Fairfax acquires 50 percent stake in Pricemaker, looks to capitalise on growing online audience

Fairfax has acquired a 50 percent stake in e-commerce start-up Pricemaker in an effort to tap into the revenue potential of its growing digital audience. 

In a sense, Pricemaker reverses the usual consumer-seller roles by allowing shoppers to advertise intended purchases to business owners connected to the interface. Business owners can then offer personalised deals to the potential clients, who are free to choose the offer that best suits their needs or budget.

Robert Hutchinson, Fairfax Media’s product development director says that Pricemaker fosters direct connections between businesses and their customers.

“We see Pricemaker as a real innovation for our retail advertisers, he says. “It’s a mobile platform that gets customers through their doors. The Pricemaker promise is about making shopping around easy.
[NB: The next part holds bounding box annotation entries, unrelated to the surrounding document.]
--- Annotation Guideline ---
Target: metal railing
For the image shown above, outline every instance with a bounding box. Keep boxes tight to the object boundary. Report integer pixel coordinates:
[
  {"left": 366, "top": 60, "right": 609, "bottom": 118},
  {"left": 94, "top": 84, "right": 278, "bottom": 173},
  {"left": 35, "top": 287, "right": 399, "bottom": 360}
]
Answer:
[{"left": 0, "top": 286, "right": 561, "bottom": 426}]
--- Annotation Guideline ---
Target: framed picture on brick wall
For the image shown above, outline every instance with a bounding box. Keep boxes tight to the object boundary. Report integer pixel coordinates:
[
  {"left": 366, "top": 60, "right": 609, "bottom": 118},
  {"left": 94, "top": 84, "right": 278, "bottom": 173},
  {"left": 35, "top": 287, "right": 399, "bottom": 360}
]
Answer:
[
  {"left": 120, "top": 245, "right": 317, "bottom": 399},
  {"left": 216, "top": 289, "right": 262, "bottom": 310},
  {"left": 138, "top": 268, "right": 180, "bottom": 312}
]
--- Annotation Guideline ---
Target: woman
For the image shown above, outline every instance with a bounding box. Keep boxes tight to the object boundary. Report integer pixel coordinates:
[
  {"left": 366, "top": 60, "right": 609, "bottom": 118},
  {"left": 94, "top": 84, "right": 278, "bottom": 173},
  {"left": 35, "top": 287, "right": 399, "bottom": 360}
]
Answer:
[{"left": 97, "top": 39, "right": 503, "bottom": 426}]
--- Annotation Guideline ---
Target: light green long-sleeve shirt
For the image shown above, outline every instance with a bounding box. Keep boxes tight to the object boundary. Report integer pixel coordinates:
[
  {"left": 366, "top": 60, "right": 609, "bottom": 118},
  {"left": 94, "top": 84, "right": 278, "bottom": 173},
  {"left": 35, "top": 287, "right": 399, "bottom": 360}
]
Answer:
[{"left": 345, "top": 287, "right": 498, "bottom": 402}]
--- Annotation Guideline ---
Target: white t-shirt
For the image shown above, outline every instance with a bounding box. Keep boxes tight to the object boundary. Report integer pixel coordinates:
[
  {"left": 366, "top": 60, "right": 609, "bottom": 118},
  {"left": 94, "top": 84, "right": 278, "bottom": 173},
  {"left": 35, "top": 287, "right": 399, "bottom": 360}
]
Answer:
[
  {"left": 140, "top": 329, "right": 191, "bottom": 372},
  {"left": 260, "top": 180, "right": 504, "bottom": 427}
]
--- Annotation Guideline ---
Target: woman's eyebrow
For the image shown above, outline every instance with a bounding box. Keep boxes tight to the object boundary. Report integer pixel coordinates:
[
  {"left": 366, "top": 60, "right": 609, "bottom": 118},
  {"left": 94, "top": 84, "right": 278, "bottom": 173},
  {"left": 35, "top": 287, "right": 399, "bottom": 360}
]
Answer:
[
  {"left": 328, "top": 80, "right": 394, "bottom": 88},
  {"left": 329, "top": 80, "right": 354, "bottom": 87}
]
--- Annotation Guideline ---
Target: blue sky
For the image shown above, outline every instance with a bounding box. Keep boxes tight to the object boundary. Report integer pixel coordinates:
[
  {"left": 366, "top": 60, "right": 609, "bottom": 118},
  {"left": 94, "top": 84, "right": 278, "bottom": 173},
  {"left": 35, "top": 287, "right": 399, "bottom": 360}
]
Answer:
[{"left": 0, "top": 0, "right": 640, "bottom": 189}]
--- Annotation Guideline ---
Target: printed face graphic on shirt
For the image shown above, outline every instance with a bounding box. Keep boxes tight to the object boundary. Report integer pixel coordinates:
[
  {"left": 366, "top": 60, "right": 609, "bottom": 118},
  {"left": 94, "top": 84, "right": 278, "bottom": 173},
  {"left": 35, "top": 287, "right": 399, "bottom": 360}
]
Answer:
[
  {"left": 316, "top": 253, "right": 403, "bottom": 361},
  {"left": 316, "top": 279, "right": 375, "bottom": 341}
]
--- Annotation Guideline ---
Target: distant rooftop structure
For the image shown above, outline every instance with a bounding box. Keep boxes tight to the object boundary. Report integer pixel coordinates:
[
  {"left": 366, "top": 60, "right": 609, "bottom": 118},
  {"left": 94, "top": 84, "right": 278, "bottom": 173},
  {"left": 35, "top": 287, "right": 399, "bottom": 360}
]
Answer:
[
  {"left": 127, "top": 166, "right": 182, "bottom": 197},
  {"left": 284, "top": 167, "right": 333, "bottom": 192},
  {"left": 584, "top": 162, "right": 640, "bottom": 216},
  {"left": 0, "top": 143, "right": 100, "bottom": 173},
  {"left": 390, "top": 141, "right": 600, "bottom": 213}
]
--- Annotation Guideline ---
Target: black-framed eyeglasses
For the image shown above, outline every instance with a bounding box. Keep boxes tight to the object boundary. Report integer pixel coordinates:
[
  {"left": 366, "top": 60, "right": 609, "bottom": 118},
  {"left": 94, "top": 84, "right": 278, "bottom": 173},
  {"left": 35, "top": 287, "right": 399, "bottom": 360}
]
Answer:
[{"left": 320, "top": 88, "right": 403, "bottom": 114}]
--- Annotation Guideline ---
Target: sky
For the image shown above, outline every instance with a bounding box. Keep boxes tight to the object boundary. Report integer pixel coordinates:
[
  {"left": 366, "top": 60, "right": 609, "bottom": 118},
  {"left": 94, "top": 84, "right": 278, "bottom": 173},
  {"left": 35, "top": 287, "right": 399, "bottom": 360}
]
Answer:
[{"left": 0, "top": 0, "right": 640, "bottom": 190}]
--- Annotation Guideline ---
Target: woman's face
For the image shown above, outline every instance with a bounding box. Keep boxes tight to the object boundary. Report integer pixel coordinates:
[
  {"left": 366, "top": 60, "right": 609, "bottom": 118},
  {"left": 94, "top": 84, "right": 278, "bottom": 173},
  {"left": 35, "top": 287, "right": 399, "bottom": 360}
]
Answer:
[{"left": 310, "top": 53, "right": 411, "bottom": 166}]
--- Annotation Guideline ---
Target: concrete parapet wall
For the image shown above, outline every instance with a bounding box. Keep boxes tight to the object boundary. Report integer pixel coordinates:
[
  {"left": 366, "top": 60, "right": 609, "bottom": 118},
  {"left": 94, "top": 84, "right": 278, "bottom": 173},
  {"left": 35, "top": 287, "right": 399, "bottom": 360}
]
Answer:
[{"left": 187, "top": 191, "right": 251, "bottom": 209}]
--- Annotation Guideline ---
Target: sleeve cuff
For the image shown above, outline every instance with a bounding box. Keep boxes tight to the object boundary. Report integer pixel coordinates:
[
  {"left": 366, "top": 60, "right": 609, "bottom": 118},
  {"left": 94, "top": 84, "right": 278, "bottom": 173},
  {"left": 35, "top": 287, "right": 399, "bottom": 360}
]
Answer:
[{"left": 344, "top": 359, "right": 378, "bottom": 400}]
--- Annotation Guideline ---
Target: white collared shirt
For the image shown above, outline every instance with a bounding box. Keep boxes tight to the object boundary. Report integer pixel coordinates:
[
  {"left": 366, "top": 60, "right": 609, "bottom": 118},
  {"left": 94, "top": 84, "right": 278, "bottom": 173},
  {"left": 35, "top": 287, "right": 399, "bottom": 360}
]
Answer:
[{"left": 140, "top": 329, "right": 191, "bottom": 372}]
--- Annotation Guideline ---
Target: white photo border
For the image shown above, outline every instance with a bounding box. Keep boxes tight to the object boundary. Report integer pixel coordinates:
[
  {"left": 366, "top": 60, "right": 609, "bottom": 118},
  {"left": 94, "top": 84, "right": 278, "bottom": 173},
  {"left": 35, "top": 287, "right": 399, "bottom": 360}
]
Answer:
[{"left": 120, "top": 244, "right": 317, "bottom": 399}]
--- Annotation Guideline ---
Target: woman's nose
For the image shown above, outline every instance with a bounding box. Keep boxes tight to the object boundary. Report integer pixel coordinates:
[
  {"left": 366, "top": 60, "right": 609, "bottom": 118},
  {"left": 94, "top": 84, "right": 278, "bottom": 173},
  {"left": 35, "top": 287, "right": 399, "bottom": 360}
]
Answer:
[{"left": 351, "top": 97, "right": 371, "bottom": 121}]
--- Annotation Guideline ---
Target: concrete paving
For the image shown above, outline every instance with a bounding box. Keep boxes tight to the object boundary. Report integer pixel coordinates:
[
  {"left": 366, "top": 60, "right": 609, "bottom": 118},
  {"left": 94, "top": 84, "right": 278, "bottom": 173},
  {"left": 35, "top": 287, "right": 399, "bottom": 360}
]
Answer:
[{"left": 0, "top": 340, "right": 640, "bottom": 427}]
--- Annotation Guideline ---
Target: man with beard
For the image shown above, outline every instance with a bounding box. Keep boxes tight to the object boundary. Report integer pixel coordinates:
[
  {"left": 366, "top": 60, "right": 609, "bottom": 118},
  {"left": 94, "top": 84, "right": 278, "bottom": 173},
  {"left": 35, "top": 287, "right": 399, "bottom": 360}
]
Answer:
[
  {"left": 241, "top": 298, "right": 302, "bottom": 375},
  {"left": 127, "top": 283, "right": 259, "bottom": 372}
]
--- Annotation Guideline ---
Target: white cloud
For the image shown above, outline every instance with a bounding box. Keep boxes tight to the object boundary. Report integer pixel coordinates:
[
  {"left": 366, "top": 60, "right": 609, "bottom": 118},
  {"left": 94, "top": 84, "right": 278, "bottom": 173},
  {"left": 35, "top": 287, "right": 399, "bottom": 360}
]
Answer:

For businesses it’s a lead generator that lets sales people make their most compelling offer to a fully qualified customer,” he says. 

Hutchinson says that the fact the application benefits both businesses and consumers makes it a “win-win for everyone involved.” 

“It’s Kiwi ingenuity at its best and  reinforces our belief that we can help make great ideas succeed by using our resources, networks and market share to reach New Zealanders,” says Hutchinson.

Pricemaker chief executive Erin Walshe says that that the initial goal will be to add as many businesses as possible to the network in order to make the offering functional.    

He says that once a solid number of businesses are on board and shoppers are receiving offers, Fairfax will spread the word about the service via its media portfolio.

This move marks a change in direction for Fairfax and it shows that the conglomerate is increasingly looking at potential revenue streams that can used in addition to conventional advertising.

Hutchinson recently also worked on an extensive content marketing project with ASB, which saw posts sponsored by the bank integrated onto the Stuff website.

“Essentially, we went into a partnership with ASB,” he says. “They sponsor our Home & Property section on Stuff and then commission our team to write content, which then becomes labelled as sponsored and is interspersed throughout the page.”

He says that making the branded content part of the overall page gives the marketing a seamlessness that is less like to be ignored by the reader.

And while Hutchinson is a strong supporter of less conventional revenue resources such as Pricemaker or content marketing, he does not believe that they will replace conventional advertising completely.

“Display ads will continue to play a role in reinforcing the brand identity. If you have a sponsored post and back it up with banner, you have a more complete advertising offering … [but]the more natural the content feels, the better,” he says.   

Fairfax was asked how much this acquisition of Pricemaker cost, but StopPress is yet to receive a response in this regard.